No novo ponto, deixou de lado a cocada, que precisa de muito trabalho e ser servida sempre fresca, preferindo outras opções mais práticas e rentáveis, com foco na informática, para sustentar o espaço, localizado ao lado de um pequeno jardim construído por um comerciante que vendia flores anteriormente na banca. Nos últimos tempos, ela soube que passaram quatro outros vendedores pelo espaço, mas nenhum conseguiu se estabelecer a longo prazo.

Na Praça Costa Pereira, seu irmão mantém a tradição da venda de cocada há mais de 20 anos com uma barraca. E também utiliza uma banca ao lado, onde comercializa redes para descanso.

Assim como eles, Evandro Santos Araújo alugou uma banca com outros objetivos que não vender jornais e revistas. A Banca da Cultura, próximo à Casa Porto, vem aos poucos se tornando um point de rua na região, com venda de comidas, bebidas e a garantia de boa música na vitrola, com som ambiente que transita pela MPB, rock, blues e outros. Dono de uma empresa que possui escritório no entorno, ele alterna as funções com a abertura da banca, onde desenvolve seu amor pela cultura e arte.

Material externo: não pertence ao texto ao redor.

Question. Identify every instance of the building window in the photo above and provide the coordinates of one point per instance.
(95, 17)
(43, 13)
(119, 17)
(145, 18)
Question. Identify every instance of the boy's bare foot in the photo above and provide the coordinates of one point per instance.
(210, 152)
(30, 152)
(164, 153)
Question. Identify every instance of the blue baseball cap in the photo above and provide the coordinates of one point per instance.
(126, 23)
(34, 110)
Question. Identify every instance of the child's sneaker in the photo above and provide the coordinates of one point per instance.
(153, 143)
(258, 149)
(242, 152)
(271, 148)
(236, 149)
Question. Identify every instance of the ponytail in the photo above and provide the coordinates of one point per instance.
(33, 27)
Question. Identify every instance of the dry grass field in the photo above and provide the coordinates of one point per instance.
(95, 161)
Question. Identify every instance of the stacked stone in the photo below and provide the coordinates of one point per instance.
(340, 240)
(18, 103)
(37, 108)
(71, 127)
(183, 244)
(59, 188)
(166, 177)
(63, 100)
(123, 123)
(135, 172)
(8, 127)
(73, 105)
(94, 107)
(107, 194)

Trouxe os discos de vinis diversos que tinha em casa e os fez como decoração para as prateleiras, junto a algumas poucas revistas, que mantém lá por conta da pessoa jurídica do local apontar que é objeto de venda. Mas praticamente não há procura por elas. Também numa calçada ampla e privilegiada, com espaço para cadeiras e mesas, é ponto de parada para transeuntes e também moradores. 


Foto: Leonardo Sá

Ainda sobrou na fachada o escrito do antigo nome: Banca Cultura, que vendia revistas e jornais mas já chegou a ser até salão de cabeleireiro, sem sucesso. Aproveitando a conveniência do antigo nome, Evandro só adicionou o “da” no meio do nome. Quer dizer, não só. A Banca da Cultura é antenada, possui logomarca e página no Instagram e Facebook, além de uma programação semanal que costuma captar ideias trazidas pelos próprios frequentadores do local. 

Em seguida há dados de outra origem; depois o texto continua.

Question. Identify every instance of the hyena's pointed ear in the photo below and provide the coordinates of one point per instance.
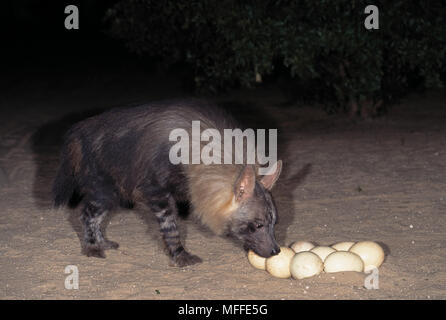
(270, 179)
(244, 186)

Toda quinta-feira costuma trazer um evento especial em homenagem a algum cantor, banda ou ritmo, tocado no vinil. Já foram eventos dedicados a Belchior, Edith Piaf, Sérgio Sampaio. “A ideia parecia insustentável, de fazer toda semana, mas tá dando certo. Geralmente tem uma pessoa que ciceroneia, que é fã do artista, traz amigos, nós também chamamos nos canais da banca e fica uma coisa legal”.

Também já recebeu uma edição do Sarau da Barão, que acontece há cinco anos na rua ao lado, a Barão de Monjardim. Valorizar o Centro de Vitória como berço cultural é um dos objetivos, que fazem com que em pouco tempo a banca vá conquistando um pertencimento. Nesse sentido, lançou recentemente uma linha de camisetas e bonés com escritos relacionados com a cultura local. Devido à grande procura por vinis - os que decoram a banca são pessoais e não estão à venda - Evandro também fechou uma parceria com uma empresa para revender LPs novos.

Costuma abrir de segunda à sexta-feira, de 9h às 21h, embora às vezes dependa dos horários de Evandro em suas outras atividades profissionais. Pela proposta cultural, é uma das poucas bancas que permanece aberta depois das 18h, quando as ruas do bairro rapidamente se esvaziam de trabalhadores e consumidores que transitam até que as concentrações de pessoas se deem nos bares e espaços culturais.


Foto: Leonardo Sá

Hoje a maioria das bancas do Centro não abre nos fins de semana, quando eram bastante frequentadas, como ponto de encontro, conversa e aquisição das edições de sábado e domingo dos jornais, que eram as mais vendidas das semanas, e das revistas semanais, que recém chegavam com suas reportagens bombásticas.

Assim como o jornalismo não morreu com a redução do mercado editorial de jornais e revistas impressas, as bancas sobrevivem com ou sem elas, adquirindo novos sentidos.